Automated Retract-and-Reorder Measures to Improve Medication Safety
Subtheme:
Using Digital Healthcare Tools to Improve Patient SafetyNew measures to identify near-miss medication errors are a major advancement in patient safety and can help healthcare systems make ordering even safer.
Near-miss medication errors are difficult to identify and are underreported but can be opportunities to make electronic ordering safer
Medication errors are the most common and preventable cause of patient harm. Yet efforts to prevent these errors have been hampered by lack of standardized measures. Near-miss medication errors, such as when clinicians realize they’ve ordered the wrong dose or frequency for a drug, are caught before the error ever reaches the patient. Although patient harm may have been avoided, understanding the circumstances surrounding near-miss errors presents opportunities to improve safe ordering practices. Research on electronic ordering systems and processes can provide insight into contributors to medication errors, as well as insight into potential solutions.

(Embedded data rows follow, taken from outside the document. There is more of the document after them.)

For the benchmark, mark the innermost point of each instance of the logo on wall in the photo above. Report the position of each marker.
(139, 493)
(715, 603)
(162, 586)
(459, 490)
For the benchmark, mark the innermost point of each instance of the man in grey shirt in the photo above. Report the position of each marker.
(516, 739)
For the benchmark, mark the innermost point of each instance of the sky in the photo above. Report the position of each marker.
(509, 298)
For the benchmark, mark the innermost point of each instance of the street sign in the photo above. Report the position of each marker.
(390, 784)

In previous research, Dr. Jason Adelman of Columbia University developed and validated the automated Wrong-Patient Retract-and-Reorder (RAR) Measure to identify wrong-patient electronic orders. The Wrong-Patient RAR measure identifies orders placed for a patient that are retracted within 10 minutes, and then placed by the same clinician for a different patient within the next 10 minutes. These near-miss errors are self-caught by the clinician before they reach the patient. The Wrong-Patient RAR measure enabled systematic and objective identification of wrong-patient orders in electronic health record (EHR) data, resulting in a critical breakthrough in patient safety research. As Dr. Adelman noted, “Before the development of the Wrong-Patient RAR measure, there were [approximately] six voluntary reported wrong-patient order errors each year at NewYork-Presbyterian versus 10,000 errors identified in a year after the Wrong-Patient RAR measure was implemented. You can't study errors and improve systems when there are only six events.”

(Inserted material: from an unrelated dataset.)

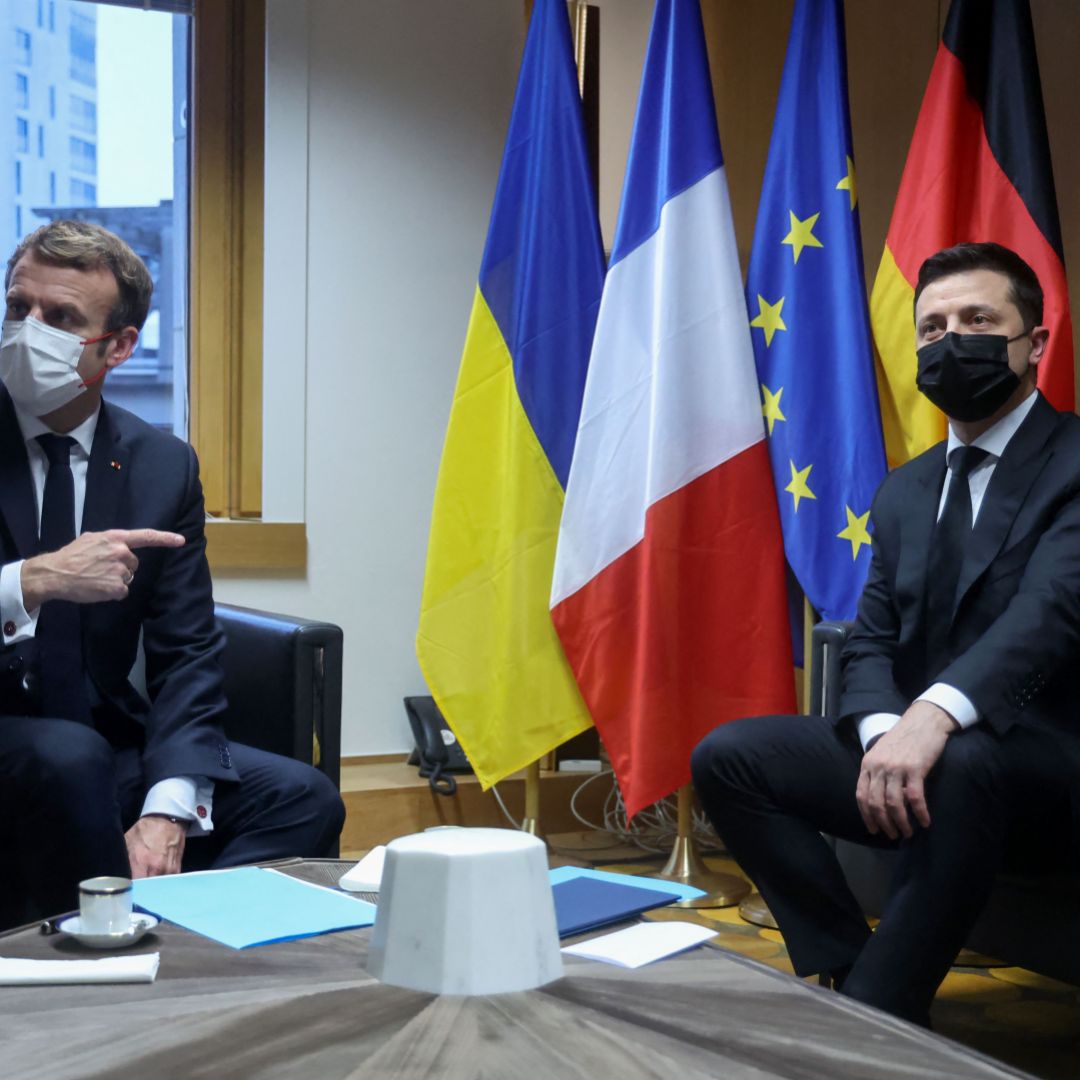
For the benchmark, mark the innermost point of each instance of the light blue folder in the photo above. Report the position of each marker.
(638, 880)
(250, 905)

Expanding the RAR methodology to other medication order errors further improves understanding and safety
Based on this pioneering work, Dr. Adelman wanted to expand RAR measures to medication and other types of order errors. Using the RAR methodology, Dr. Adelman and his team developed new measures to capture instances where an order was placed, retracted by the ordering clinician, and subsequently reordered by the same clinician for the same patient with a parameter of the order changed. These measures identify electronic order errors including wrong dosage, wrong route, wrong frequency, or wrong medication.
A unique aspect of the research is that the team was able to query for RAR events every 30 minutes and then contact clinicians within 6 hours of each RAR event to understand what happened, including why the initial order was placed, why the order was canceled, who prompted the cancelation, and why the medication was reordered with a parameter changed (e.g., dose, frequency, route). This allowed the researchers to classify whether the event was a true error or not, and to better understand contributing factors for these different errors.
“This research allows us to examine the epidemiology of these errors and identify targets for intervention. Are there differences in frequency by type of errors, for example, wrong-patient versus wrong-dose errors? Are there differences by shift, for example, when you’re tired at night versus during the day? Are there differences between attendings and house staff? You can get very accurate data without the biases of chart review or voluntary reporting.”- Dr. Jason Adelman
RAR measures help identify errors and test interventions to prevent them
The RAR measures were studied at seven hospitals with over 3,000 inpatient beds and six emergency departments with two different EHR systems. The team validated the measures by calculating their positive predictive value (PPV), which tests how well the measures detected true errors. All measures achieved a high PPV, reaching the target of greater than 75 percent. The research showed that automated measurement of electronic order errors can be readily integrated into health system EHRs to study the epidemiology of order errors and to test the effectiveness of proposed EHR improvements on order error outcomes. Dr. Adelman and his team will publicly share the specifications for the RAR measures developed in this study so that the measures can be readily and widely used by other healthcare systems.